Dave - I despise the term "third world" and was using it with irony. I've also taken the bus several times in Mexico. The crowd is a mix of poor but mainly middle class people. It is generally clean and safe.

Jason - I'm not sure I was THAT objective since I did a bit of a rant but thanks for giving me credit for being objective.

Bryan - I completely agree. The "Go U.S.A." crowd usually have never left the country to see we're not #1.

Kim - I would add that it's all the more reason to vote come November. I'm not saying the Democrats will turn things around 360 degrees, but they do offer a glimmer, however small it might be, of hope.

 
At 2:06 PM, Blogger Bryce Digdug said...

Landro - you are so right about the liveability of the U.S. Plus we have no government medical care - ludicrous. MUNI does have a few new buses where you just walk on without climbing stairs. I love them and there is an upstairs VIP lounge in the back.

La Bryce

 
At 2:06 PM, Blogger Bryce Digdug said...

This comment has been removed by the author.

 
At 5:21 PM, Blogger Ladrón de Basura (a.k.a. Junk Thief) said...
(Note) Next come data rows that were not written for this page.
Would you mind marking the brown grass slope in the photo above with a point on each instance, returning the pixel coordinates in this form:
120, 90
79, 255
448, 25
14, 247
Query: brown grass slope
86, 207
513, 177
You're so right on the health service, Bryce. We're working with the group CEMOPLAF that is providing low or no cost health care to indigenous populations. Perhaps you and I can work on them opening a branch in San Francisco. They're also very good at providing depo-provera shots in case you decide you want one of those.

 
At 2:06 PM, Blogger WAT said...

Beautiful Spanish colonialism architecture here.

Well, I dunno about retiring to South America just yet, as these very countries u speak of, along with Venezuela may be going to war soon. LMAO!